Backtrack to 21st Century: Wikipedia is an online, collaboratively-edited encyclopedia. Someone comes along, decides they know something about a topic that no one's written about, and they write about. Someone comes along later and adds to it. People start getting into debates and edits are made. When the process works, the result is an article that's better than any one person could have created. Wikipedia entries are often better than single-edited pieces you'll find in traditional encyclopedias.
The Quaker testimonies are a type of wiki. As Friends discovered what worked and didn't work they started writing them down as minutes in yearly meeting sessions. Minute: Drinking makes it hard to discern God's will. Minute: Slavery erodes the soul of the slave owner committing horrible acts against fellow humans. You can almost see Quakers writing their wiki as they wrote, published and sent these minutes off to the different corners of the Quaker world (and later compiled them into books of "Discipline" or "Faith and Practice"). These testimonies tended to be very specific warnings about things that keep us from discerning the will of God.
In the 20th Century we're all positive thinkers and the testimonies started shifting. Howard Brinton, a giant among 20th Century American Friends, tried to come up with an easy way of describing Quakerism and summarized the testimonies. I've been told he wasn't trying to rewrite or superceded the classic testimonies, but his overarching categories have become seen as the testimonies themselves: simplicity, peace, integrity, community, equality. Together they are known as the "SPICE" testimonies.
The problem with SPICE is that they're so feel-goody that everyone likes them. There is no one outside the SPICE testimonies. A President sending us to war claims it's for the greater peace, and Walmart goes all soft-focus in its commericials telling us that it's acres of Chinese plastic is the hub of our hometown community.

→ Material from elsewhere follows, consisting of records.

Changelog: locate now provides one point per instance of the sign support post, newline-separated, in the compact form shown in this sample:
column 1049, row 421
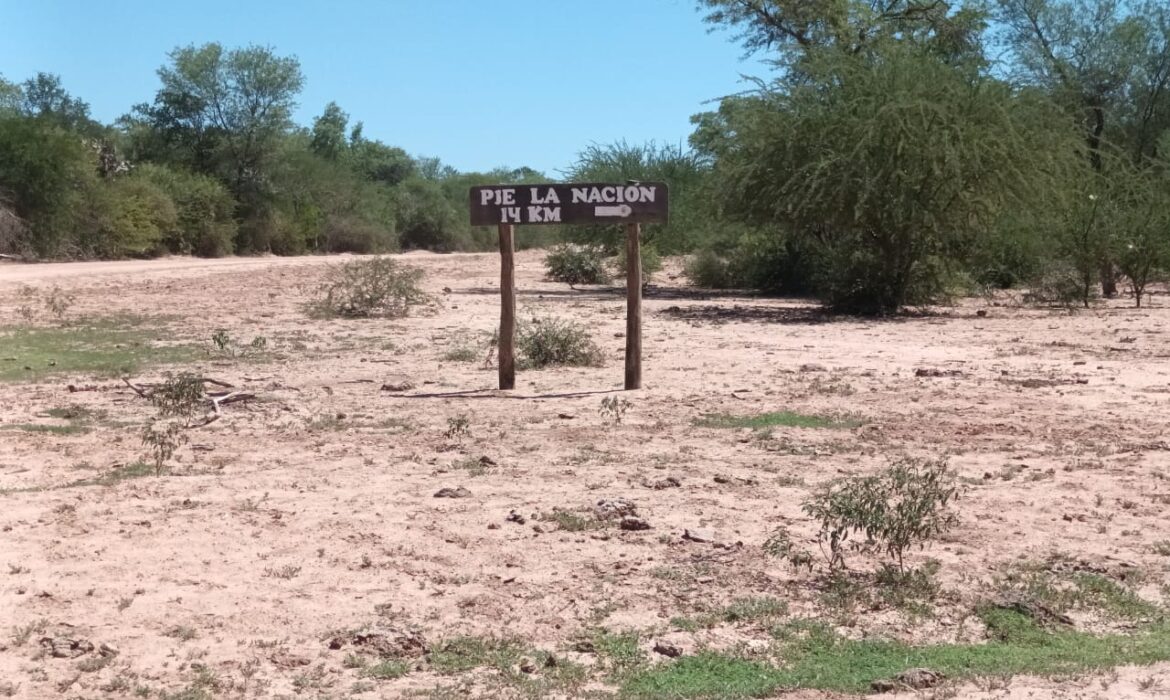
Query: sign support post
column 633, row 306
column 507, row 308
column 600, row 204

Modern Quaker testimonies don't say that certain acts are wrong. We've lost the ability to point to bad behavior and to say "this behavior is not in the way of Friends." There are ways we can act that hinder our ability to discern what God wants us to do and ways we can act that disrupt our meeting community. The testimonies started as practical and useful guides--common sense tips for living in community. So take out some of the old books and check out some of the old testimonies because you just might find they have some life in them.